Plaintiffs argued that the designation was appropriate because Google Play’s allegedly “monopolistic” business practices “affected all of the prices set by the developers and paid by consumers to Google.”

On Monday, a Google spokesperson told Reuters [reuters.com], "We're evaluating the ruling, and after that, we'll assess our options." A Google spokesperson declined further comment to Ars. Lawyers representing the customers suing didn’t immediately respond to Ars’ request for comment.

The trial deciding the class-action litigation is set to start in June 2023.

Experts clash over Google Play price models

To help the judge decide if the lawsuit is best settled with individual plaintiffs or as a class action, both sides provided expert testimony. This testimony largely focused on whether Google Play app store customers actually paid higher prices across the board.

Google disagreed with so much of the opinion of the plaintiffs' expert, Hal J. Singer, that the company asked Donato to exclude his testimony. Google argued in part that Singer used methods to calculate prices in the Google Play Store that Google’s expert, Michelle M. Burtis, had “never seen before.”

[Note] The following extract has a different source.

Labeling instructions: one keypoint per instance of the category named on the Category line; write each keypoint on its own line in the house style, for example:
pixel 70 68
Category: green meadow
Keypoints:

According to Google, another alleged flaw in Singer's analysis was that Singer failed to account for real-world data impacting how developers make decisions to raise or lower prices based on app store fees. Burtis claimed that Singer’s analysis predicted that all developers would have lowered prices if Google Play lowered its fees, but Burtis’ analysis of how developers actually responded when fees were lowered showed [arstechnica.net] that “only a tiny fraction of developers whose service fees Google reduced then reduced prices.”

Ultimately, Donato denied Google’s motion to exclude Singer’s testimony, writing in his order that Google’s argument against Singer’s methodology “is the stuff of cross-examination and not exclusion.” Further, Donato said, “it is not necessarily ‘surprising’ for expert opinions to be based on methods that are new and not been the subject of peer review.”

Neither Burtis nor Singer responded to Ars’ requests for comment.